Big Tree
- Author: Brian Selznick
- Cover artist: Brian Selznick
- Language: English
- Genre: Fantasy fiction, children's literature
- Published: April 4, 2023
- Publisher: Scholastic Press
- Publication place: United States
- Media type: Hardcover
- Pages: 528
- ISBN: 978-1-338-18063-3
- OCLC: 1319010409

= Big Tree (Selznick novel) =

2023 children's novel by Brian Selznick

Big Tree is a children's fantasy fiction book written and illustrated by Brian Selznick and published by Scholastic. The hardcover edition was released on April 4, 2023, along with an audiobook edition narrated by actress Meryl Streep and a score provided by Ernest Troost. With nearly 300 pictures between the book's 228 pages, the book depends as much on its pictures as it does on the words. Selznick himself described the book as a "love letter to the natural world" and a fast-paced adventure throughout the history of Earth, inspired by books such as Alice in Wonderland and Charlotte's Web, along with books around nature including The Carrot Seed by Ruth Krauss and Crockett Johnson.

The book received positive reviews, with praise for its illustrations and plot. It was nominated a Grammy Award in 2024 for Best Audio Book, Narration & Storytelling Recording.

==Premise==
Set in the perspective of Mother Nature, the book follows two small sycamore seeds, Mervin and Louise, who they embark on a journey from their Mama Tree to follow a mysterious voice from the prehistoric era to the modern times in order to save the world while finding a safe place for themselves.

== Conception ==
The book was inspired by an idea from filmmaker Steven Spielberg, along with producer and CEO of Illumination, Chris Meledandri, which they invited Selznick in 2017 to make a movie by pitching him a story about nature through its POV. While settling on the time when the story will be at, Selznick thinks is sounds intriguing and later propose to move the story 232 million years to the very end of the Dinosaur era, jokingly called this Jurassic Park with Plants.

Knowing this is about Nature, Selznick reached out to paleobotaint Jamie Boyer and started to learn about plants around the time of Dinosaurs, thinking the story would connect to today's world and putting this in the POV of two tiny sycamore seeds as his focus, relating them to his previous works around young protagonists from The Invention of Hugo Cabret (2007) to Wonderstruck (2011).

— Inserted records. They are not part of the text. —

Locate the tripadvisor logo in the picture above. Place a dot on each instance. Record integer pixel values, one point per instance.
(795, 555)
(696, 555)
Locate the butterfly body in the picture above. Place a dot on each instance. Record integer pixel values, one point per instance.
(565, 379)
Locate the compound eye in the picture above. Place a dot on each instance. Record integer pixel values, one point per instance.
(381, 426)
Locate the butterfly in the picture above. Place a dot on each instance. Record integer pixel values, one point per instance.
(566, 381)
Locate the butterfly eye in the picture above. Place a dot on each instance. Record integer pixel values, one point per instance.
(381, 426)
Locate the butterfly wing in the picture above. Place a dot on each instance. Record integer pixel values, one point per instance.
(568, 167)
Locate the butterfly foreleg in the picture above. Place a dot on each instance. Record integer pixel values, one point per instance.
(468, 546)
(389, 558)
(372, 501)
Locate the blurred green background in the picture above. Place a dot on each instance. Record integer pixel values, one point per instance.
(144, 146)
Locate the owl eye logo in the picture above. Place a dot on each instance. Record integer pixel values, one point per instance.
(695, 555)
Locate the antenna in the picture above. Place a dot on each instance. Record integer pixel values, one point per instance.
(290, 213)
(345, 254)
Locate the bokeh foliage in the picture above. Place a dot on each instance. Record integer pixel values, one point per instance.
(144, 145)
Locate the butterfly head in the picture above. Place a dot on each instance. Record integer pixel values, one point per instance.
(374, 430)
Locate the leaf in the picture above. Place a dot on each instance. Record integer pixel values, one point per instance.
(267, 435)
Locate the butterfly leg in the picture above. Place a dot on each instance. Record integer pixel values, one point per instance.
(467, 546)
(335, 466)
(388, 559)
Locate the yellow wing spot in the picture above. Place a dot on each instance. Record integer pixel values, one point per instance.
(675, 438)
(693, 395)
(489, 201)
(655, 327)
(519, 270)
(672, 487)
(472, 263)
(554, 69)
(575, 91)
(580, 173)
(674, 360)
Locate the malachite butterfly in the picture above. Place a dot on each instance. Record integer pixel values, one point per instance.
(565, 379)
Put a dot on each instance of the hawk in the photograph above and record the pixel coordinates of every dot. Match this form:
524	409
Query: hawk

Over 2 years in 2019, when the COVID pandemic hit, this screenplay for the film never got made, but Selznick later proposed to turn his screenplay into a book with Spielberg and Meledandri's blessing.

==Reception==
The book received generally positive reviews. Writing for The New York Times, Jennifer Krauss praised the book through the drama and delight of Selznick's elegant language and the eons-long story of lift itself as part of the context from his illustrations. In a starred review, Publishers Weekly called the book "as contemplating the power of life to heal and the importance of developing roots and wings, but its evocative prose and peppery dialogue sometimes get caught up with their message". Kirkus Reviews dubbed it "at once grand and intimate". School Library Journal also gave the book a starred review. Common Sense Media gave the book an outstanding 5 out of 5 stars, praising it to be a thrilling, science-packed story in an emotional roller-coaster.

The book was nominated for the 2024 Grammy Award for Best Audio Book, Narration & Storytelling Recording through its audiobook edition, which was narrated by Meryl Streep.

==Film adaptation==
Following the announcement of the book in June 9, 2022, Universal Pictures and Illumination will own the film rights to adapt an animated film based on the book in co-production with Amblin Entertainment. As of 2026, no news has surfaced around the production of the film.